Or, who made you king?
There’s been in the lot in the news over the past few days about the British royal family: whether or not they are consciously, deliberately racist or whether they are just racist in passing like some ancient uncle who comes to visit at Christmas. Why this is the case probably isn’t worth going into here; I don’t see the point of me just reciting the latest news headlines. What it’s got me thinking is: why do we have a monarchy at all any more? Why are people still happy to regurgitate the old lies about what they do for us?
You don’t have to go far in discussions about the monarchy before you hear claims like “they bring a lot of money in for us, like tourists.” That doesn’t sound very likely to me. Empirically, it can’t be the case that tourists choose to come specifically to the UK because we have a monarch. If it was, Paris, Dublin, and Berlin would be struggling to attract tourists, who would all flood to London, Amsterdam and Copenhagen instead. There’s no real evidence that tourists come because we have a monarch at all; and as the campaign group Republic has worked out even if some do it has a negligible effect on British tourism as a whole. So why, then, do they exist? Moreover, why is it taken essentially for granted that the right of who should be king or queen is set in stone, frozen and immutable?
This idea, the idea that at any one time there is one person who has the right to be king or queen, and that they will be followed by their closest blood relative as surely as night follows day, is an old idea but it’s not that old. Royal legitimacy is, by any practical measure, an utterly terrible idea. If the monarch has to be the closest blood relative of the previous one, then to have good, successful monarchs, you need to have an excellent run of luck. How many times can you look at a group of brothers and sisters and be sure that, automatically, the oldest one is the best leader or the best manager? Eventually, purely by the mechanical operation of statistics, you’re going to see the job going to somebody who is always going to be a bit of a failure in that sort of role; and that’s without thinking of the sort of health problems that frequently tend to crop up in royal lineages stuffed densely with cousin-to-cousin marriages.
“They don’t really have any power,” though, the monarchist will tell you. “They’re just figureheads.” So, if that is the case, why keep them? Why not replace them with a nicely-carved statue as a figurehead instead? It’s fair to say that in modern British law the Queen has very little freedom to act, in the sense of being able to make meaningful decisions. Sovereignty is in Parliament, and the Queen must always follow whatever convention is appropriate in any given situation: appointing the person who can guarantee the Commons will vote for them as her Prime Minister and suchlike. This doesn’t make her powerless, though; it means her power is all in the soft sphere. The power that comes from having that weekly confessional chat with the person actually in charge of things, for example. The relationship benefits both the monarch and the Prime Minister. Any sort of uncodified situation always tends to reinforce the side with the greatest power to begin with: the biggest winners in the British unwritten constitution are the monarch and the government, and the losers are the opposition and the greater mass of the populace.

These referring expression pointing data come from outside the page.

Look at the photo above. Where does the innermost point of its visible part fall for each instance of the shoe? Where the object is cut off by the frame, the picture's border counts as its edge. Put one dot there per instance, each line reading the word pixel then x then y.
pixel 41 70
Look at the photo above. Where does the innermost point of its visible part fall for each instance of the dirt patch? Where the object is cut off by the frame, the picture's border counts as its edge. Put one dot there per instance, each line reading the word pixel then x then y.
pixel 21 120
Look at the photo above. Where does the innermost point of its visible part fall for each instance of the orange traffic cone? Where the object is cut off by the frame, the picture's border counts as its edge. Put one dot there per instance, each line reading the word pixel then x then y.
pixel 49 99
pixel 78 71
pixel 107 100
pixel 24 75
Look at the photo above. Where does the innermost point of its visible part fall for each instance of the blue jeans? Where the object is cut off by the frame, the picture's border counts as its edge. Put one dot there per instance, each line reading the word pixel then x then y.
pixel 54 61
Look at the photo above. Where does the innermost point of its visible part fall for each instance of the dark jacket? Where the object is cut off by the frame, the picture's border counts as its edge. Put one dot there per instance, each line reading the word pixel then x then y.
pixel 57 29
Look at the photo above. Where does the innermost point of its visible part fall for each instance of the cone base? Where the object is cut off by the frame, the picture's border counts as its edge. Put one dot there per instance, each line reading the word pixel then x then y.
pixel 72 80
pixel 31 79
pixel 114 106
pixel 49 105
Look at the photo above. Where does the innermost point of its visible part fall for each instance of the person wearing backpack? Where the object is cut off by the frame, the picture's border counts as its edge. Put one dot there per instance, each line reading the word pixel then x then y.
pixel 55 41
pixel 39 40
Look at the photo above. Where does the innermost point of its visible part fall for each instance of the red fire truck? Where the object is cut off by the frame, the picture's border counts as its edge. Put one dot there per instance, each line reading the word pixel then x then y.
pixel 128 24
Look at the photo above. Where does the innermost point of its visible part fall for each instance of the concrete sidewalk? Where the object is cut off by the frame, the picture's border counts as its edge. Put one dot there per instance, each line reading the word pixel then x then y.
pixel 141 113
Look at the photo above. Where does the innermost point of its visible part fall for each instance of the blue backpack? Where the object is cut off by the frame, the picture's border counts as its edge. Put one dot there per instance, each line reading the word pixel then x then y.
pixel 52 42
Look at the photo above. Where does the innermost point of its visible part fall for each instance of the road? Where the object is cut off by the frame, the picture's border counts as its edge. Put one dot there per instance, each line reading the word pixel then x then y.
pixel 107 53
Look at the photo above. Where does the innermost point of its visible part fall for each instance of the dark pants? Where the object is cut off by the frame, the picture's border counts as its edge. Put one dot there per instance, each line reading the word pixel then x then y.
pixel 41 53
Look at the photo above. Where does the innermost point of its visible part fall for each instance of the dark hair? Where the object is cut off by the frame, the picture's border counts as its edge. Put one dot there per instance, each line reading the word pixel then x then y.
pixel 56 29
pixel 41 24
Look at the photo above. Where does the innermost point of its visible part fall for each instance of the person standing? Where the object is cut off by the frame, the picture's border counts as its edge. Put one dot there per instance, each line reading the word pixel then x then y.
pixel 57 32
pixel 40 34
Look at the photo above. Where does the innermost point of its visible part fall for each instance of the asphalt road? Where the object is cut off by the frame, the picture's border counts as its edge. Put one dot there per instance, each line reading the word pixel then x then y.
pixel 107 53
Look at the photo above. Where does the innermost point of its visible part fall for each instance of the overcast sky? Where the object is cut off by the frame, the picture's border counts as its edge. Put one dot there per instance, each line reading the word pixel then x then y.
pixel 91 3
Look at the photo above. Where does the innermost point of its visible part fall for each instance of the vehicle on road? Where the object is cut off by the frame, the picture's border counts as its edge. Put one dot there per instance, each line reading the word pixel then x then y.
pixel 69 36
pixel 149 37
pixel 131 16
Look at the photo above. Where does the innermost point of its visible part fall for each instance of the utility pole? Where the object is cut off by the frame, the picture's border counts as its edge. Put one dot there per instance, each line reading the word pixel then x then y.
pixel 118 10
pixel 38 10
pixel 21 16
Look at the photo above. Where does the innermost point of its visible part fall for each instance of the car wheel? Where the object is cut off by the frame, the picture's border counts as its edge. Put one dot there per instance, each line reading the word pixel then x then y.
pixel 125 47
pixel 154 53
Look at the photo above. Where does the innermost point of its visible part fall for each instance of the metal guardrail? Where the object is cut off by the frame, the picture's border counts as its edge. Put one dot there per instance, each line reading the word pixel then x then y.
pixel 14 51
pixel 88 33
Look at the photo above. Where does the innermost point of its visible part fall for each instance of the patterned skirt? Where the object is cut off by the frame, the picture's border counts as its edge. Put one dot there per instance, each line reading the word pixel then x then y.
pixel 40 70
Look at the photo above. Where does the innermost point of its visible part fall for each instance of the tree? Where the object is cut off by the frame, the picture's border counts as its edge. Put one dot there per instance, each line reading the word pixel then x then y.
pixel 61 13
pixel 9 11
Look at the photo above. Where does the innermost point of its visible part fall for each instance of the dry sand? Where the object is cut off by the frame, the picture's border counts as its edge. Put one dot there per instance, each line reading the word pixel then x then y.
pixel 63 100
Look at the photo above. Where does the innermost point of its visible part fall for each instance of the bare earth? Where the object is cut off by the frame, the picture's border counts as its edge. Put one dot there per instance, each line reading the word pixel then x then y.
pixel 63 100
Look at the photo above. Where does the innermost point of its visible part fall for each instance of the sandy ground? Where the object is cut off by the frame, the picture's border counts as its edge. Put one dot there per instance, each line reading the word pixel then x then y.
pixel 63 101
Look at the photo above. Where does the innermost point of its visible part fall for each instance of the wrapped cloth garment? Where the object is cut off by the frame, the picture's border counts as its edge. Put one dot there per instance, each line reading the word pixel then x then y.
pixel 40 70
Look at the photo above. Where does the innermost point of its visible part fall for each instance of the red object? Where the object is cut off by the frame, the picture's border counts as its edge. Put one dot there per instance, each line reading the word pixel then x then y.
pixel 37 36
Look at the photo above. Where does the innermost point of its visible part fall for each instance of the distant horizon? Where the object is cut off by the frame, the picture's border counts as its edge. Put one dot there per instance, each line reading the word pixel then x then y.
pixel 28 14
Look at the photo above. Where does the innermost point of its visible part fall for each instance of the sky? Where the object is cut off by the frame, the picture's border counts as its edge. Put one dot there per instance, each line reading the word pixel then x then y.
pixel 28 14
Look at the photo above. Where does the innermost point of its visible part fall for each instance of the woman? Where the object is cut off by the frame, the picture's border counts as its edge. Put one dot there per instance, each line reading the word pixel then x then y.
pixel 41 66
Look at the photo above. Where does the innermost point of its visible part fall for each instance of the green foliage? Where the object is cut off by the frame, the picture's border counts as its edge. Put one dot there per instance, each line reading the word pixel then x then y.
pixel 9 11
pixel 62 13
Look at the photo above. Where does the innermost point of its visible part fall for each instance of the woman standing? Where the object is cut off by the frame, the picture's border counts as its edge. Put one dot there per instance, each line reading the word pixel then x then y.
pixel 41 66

Legitimacy wasn’t always the way these things were done. It would probably surprise a lot of people to learn that the rules on succession changed relatively recently. In part, we have forgotten that royal succession isn’t set in stone because very few British people have encountered it or can remember the Queen’s accession. A thousand years ago—when England was only a few hundred years old—the English monarchy was a semi-elective institution. After we experimented with a dictatorial republic for a few years in the seventeenth century, Parliament made clear that the monarch ruled only at Parliament’s pleasure. Within thirty years of the Restoration, politicians had invited a Dutchman to invade and take over as king; a few decades further on, Parliament skipped over a number of potential legitimate members of the royal family to appoint a German head of state as king here. Over time the monarch’s control over government, slippery enough in any case after 1688, faded away further and further. By the 19th century it was all but gone.

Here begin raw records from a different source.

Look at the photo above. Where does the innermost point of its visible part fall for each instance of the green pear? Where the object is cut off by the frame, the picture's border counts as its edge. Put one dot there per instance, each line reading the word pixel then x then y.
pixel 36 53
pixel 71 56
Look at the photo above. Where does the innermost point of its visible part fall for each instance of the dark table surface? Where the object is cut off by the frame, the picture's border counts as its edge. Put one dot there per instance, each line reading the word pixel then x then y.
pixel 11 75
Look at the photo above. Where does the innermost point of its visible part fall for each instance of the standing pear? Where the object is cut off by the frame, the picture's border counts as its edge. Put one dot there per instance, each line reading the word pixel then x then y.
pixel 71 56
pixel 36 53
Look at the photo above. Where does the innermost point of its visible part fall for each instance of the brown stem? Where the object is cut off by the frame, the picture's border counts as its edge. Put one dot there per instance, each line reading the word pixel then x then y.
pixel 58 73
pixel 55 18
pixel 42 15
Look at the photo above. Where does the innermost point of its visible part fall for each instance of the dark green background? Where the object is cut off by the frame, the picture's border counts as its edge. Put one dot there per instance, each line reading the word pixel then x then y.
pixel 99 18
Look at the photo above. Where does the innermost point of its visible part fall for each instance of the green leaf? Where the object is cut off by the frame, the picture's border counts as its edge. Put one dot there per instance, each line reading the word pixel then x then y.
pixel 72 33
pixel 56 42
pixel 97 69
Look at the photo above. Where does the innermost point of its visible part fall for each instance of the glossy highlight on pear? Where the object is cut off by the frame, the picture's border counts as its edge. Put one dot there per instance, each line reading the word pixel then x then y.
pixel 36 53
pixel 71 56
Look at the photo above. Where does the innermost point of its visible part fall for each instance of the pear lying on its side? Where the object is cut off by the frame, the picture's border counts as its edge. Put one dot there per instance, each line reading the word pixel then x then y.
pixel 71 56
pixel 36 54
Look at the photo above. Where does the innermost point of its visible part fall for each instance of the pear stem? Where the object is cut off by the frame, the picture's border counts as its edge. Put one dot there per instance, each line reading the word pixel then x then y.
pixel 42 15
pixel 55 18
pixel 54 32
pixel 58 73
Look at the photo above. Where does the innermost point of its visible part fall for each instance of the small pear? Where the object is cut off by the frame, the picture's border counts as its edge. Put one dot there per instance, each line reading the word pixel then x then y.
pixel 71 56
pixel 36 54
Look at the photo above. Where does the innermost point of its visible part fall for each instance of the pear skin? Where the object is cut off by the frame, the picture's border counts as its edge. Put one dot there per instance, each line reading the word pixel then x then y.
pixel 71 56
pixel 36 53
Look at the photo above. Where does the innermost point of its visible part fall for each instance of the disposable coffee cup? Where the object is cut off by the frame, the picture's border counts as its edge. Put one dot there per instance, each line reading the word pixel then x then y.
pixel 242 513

An aside at this point: legitimist ideas rarely take into account the fact that different countries have someone different ideas on legitimacy. When William IV, King of Great Britain and Hannover died, his niece Victoria became Queen in Britain but his younger brother and Tory poltician the Duke of Cumberland and Teviotdale became King of Hannover, because Hanoverian law did not permit queens regnant. His son, King George V, had his kingdom flattened and squished away in the Austro-Prussian War of 1866. If Victoria had still been ruler of a German state during the slow German unification process that concluded in 1871, later history would in some ways have been very different.
So why do we still have a monarchy, and why do we still sometimes behave as if it is implicit and inevitable that we always have one? Partly, I think, because it is what we are all used to; but largely because it brings huge benefits to all who are involved with it, to everyone touched by it.
One thing is certain, though. Within the next few years, within this decade, there will be big changes. The current reign is going to come to an end; that’s just the way things are. When it does, what will happen? Nothing, no doubt, initially. King Charles will be proclaimed, although I wouldn’t be surprised if he chooses a different name to rule by. It was at one time a standard royal tradition—the Queen’s father wasn’t actually called George—but it’s one that will be shocking and alien to most people if it were to be reintroduced. The shock of the change will, I suspect, startle people into finally considering that the monarchy don’t actually have to be a fixture in our world. It will be an interesting process to watch.